6.3 Monotone Funktionen, Logarithmus und allgemeine


Potenzen

Definition 6.29 Sei D ⊆ R. Eine Funktion f ∶ D → R heißt


1. monoton wachsend, falls f (x) ≤ f (x′ ) für alle x, x′ ∈ D mit x < x′ ,
2. monoton fallend, falls f (x) ≥ f (x′ ) für alle x, x′ ∈ D mit x < x′ ,
3. streng monoton wachsend, falls f (x) < f (x′ ) für alle x, x′ ∈ D mit x < x′ ,
4. streng monoton fallend, falls f (x) > f (x′ ) für alle x, x′ ∈ D mit x < x′ .

Bemerkung 6.30 Ist f streng monoton (wachsend oder fallend), so ist f injektiv, da
f (x) =/ f (x′ ) aus x =/ x′ folgt.

Ein zentrales Resultat für streng monotone Funktionen ist:

Satz 6.31 Sei f ∶ [a, b] → R stetig und streng monoton wachsend (oder fallend) und A ∶=
f (a), B ∶= f (b). Dann ist f ([a, b]) = [A, B] (bzw. f ([a, b]) = [B, A]) und f ∶ [a, b] → [A, B]
(bzw. f ∶ [a, b] → [B, A]) ist bijektiv. Außerdem ist f −1 ∶ [A, B] → [a, b] (bzw. f −1 ∶ [B, A] →
[a, b]) stetig und streng monoton wachsend (bzw. fallend).

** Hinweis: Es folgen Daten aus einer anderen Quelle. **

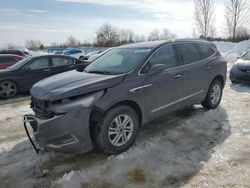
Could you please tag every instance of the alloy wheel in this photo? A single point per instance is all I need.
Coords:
(120, 130)
(7, 89)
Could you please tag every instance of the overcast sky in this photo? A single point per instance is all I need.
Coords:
(55, 20)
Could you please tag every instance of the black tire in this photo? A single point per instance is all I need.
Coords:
(210, 102)
(102, 137)
(8, 89)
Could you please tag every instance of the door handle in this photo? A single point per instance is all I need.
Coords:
(177, 76)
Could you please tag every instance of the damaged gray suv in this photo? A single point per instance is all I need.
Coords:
(105, 105)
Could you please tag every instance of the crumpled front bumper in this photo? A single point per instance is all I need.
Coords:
(67, 133)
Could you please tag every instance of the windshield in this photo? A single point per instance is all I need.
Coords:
(246, 56)
(19, 64)
(118, 61)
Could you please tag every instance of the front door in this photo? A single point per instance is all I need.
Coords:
(168, 84)
(195, 75)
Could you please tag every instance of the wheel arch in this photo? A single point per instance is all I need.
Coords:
(220, 78)
(97, 113)
(17, 85)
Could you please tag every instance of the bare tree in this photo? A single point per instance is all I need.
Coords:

Beweis: Es sei f streng monoton wachsend. Der Fall, dass f streng monoton fallend ist,
kann man analog beweisen oder man betrachtet −f .
1. Behauptung: f ([a, b]) = [A, B].
Beweis der 1. Behauptung: Da f (a) = A, f (b) = B folgt die Existenz eines x ∈ [a, b]
mit f (x) = c für ein beliebiges c ∈ [A, B] aus Satz 6.12. D.h. es gilt [A, B] ⊆ f ([a, b]).
Andererseits gilt für jedes c ∈ f ([a, b]), dass f (x) = c für ein x ∈ [a, b]. Da f streng monoton
wachsend ist, folgt aus a ≤ x ≤ b, dass A = f (a) ≤ c = f (x) ≤ f (b) = B. Daraus folgt die
1. Behauptung.
Da f streng monoton ist, ist f ∶ [a, b] → [A, B] injektiv und somit bijektiv. Außerdem ist
f −1 ∶ [A, B] → [a, b] streng monoton wachsend, denn sonst gäbe es y, y ′ ∈ [A, B] mit y < y ′
und f −1 (y) ≥ f −1 (y ′ ), woraus folgt:
1. Fall f −1 (y) > f −1 (y ′ ): Dann ist x′ ∶= f −1 (y ′ ) < x ∶= f −1 (y) aber f (x′ ) = y ′ > f (x) = y,
was ein Widerspruch dazu ist, dass f monoton wachsend ist.
2. Fall f −1 (y) = f −1 (y ′ ): Dann müsste x = f −1 (y) = f −1 (y ′ ) zwei Bilder f (x) = y =/ y ′ = f (x)
haben.
2. Behauptung: f −1 ∶ [A, B] → [a, b] ist stetig.
Beweis der 2. Behauptung: Sei (yn )n∈N , sodass yn ∈ [A, B] für alle n ∈ N und yn →n→∞
y ∈ [A, B].
Annahme: Es gilt nicht f −1 (yn ) →n→∞ f −1 (y).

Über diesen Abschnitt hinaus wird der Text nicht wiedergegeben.